Whistleblowing occurs when an employee reports illegal conduct at work that is not directly related to workplace rights. For example, if you report that your company is submitting fraudulent bills/invoices for services it has not performed or lying to government auditors, you are a whistleblower.
An employer may not fire an employee for blowing the whistle on certain types of illegal activity. Some laws that prohibit certain types of unethical or illegal corporate behavior explicitly protect employee whistleblowers. For example, the federal Sarbanes-Oxley Act, passed in 2002 to protect investors from corporate financial wrongdoing, includes whistleblower protections for employees who report financial irregularities and shareholder fraud.
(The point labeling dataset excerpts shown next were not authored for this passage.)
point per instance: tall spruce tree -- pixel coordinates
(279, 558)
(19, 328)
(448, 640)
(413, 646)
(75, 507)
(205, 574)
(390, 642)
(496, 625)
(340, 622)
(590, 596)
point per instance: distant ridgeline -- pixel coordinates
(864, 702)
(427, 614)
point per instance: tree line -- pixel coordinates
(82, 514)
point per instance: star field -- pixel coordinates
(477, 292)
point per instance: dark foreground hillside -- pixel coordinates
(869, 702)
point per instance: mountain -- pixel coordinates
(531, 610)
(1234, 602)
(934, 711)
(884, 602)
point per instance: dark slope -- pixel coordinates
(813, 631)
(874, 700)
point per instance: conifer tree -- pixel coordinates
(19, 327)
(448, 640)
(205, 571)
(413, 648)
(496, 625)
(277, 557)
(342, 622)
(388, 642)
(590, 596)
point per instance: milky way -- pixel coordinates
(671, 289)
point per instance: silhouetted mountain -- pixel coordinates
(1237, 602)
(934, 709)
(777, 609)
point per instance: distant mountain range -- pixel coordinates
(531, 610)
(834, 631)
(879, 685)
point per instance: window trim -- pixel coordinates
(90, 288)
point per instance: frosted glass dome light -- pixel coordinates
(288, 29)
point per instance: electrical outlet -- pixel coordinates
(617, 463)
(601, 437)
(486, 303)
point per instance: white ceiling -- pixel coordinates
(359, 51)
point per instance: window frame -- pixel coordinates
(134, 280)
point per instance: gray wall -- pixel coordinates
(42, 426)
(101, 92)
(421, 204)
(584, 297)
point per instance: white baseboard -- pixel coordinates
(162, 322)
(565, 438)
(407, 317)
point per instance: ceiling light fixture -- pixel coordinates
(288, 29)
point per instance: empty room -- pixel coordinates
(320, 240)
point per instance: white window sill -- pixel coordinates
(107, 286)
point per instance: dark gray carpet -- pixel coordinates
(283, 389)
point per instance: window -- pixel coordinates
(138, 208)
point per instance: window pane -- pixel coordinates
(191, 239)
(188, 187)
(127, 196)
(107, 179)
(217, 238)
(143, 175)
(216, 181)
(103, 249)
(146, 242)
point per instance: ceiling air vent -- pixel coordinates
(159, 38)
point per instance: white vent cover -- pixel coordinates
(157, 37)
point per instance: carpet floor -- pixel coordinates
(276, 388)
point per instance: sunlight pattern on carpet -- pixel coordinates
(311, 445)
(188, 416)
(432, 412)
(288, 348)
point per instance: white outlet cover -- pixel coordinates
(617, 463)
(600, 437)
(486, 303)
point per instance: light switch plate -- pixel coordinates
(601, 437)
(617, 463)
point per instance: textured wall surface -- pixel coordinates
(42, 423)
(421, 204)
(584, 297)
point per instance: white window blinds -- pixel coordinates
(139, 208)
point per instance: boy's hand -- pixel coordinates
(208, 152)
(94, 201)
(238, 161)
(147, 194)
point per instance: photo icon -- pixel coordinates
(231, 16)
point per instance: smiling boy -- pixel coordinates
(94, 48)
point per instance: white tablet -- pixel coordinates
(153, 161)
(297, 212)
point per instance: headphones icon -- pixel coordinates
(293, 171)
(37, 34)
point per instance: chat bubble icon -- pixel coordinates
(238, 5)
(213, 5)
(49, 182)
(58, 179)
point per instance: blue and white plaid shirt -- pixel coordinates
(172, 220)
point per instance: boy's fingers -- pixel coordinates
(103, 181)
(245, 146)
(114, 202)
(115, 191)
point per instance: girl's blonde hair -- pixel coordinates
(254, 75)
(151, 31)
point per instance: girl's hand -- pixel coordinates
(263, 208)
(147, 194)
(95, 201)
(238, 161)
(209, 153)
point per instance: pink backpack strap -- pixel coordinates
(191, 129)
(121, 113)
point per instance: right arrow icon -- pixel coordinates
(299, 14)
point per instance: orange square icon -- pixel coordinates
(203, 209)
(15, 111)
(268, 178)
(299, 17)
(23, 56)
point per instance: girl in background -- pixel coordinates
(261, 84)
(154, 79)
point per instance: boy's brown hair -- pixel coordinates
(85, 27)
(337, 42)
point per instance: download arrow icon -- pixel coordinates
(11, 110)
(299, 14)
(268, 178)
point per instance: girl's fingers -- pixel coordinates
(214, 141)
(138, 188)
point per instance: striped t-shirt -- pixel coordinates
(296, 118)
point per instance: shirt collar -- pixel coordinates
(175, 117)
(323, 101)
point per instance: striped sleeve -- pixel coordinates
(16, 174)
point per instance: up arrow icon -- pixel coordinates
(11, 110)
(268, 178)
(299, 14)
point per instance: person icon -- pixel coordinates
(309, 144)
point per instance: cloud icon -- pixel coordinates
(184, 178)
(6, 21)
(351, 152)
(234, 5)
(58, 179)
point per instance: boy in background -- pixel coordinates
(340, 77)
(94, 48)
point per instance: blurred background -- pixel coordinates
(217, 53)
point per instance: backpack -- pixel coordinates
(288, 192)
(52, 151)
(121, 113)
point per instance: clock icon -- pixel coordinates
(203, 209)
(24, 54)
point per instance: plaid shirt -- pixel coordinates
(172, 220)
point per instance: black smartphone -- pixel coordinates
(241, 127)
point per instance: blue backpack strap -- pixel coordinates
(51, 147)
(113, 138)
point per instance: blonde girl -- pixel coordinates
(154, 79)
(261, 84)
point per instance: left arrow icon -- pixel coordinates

Pennsylvania (Pennsylvania Whistleblower Law) law protects whistleblowers who report wrongdoing or waste within their government employers or their private employers that do business with the government (for example, contractors that are paid to provide services or work to a government body). This law was only recently extended to cover government contractors, though. If your employer is a government contractor, you should speak to a lawyer about your potential claim.
If you are fired for refusing to engage in illegal behavior, you may also have a wrongful termination claim. Pennsylvania courts have found that employees who were fired for refusing to engage in illegal price-fixing or to lie to a government investigator could sue for wrongful termination, for example.
New Jersey has a whistleblower statute referred to as The Conscientious Employer Protection Act “CEPA.” There is also a federal counterpart referred to as the Whistleblower Protection Act.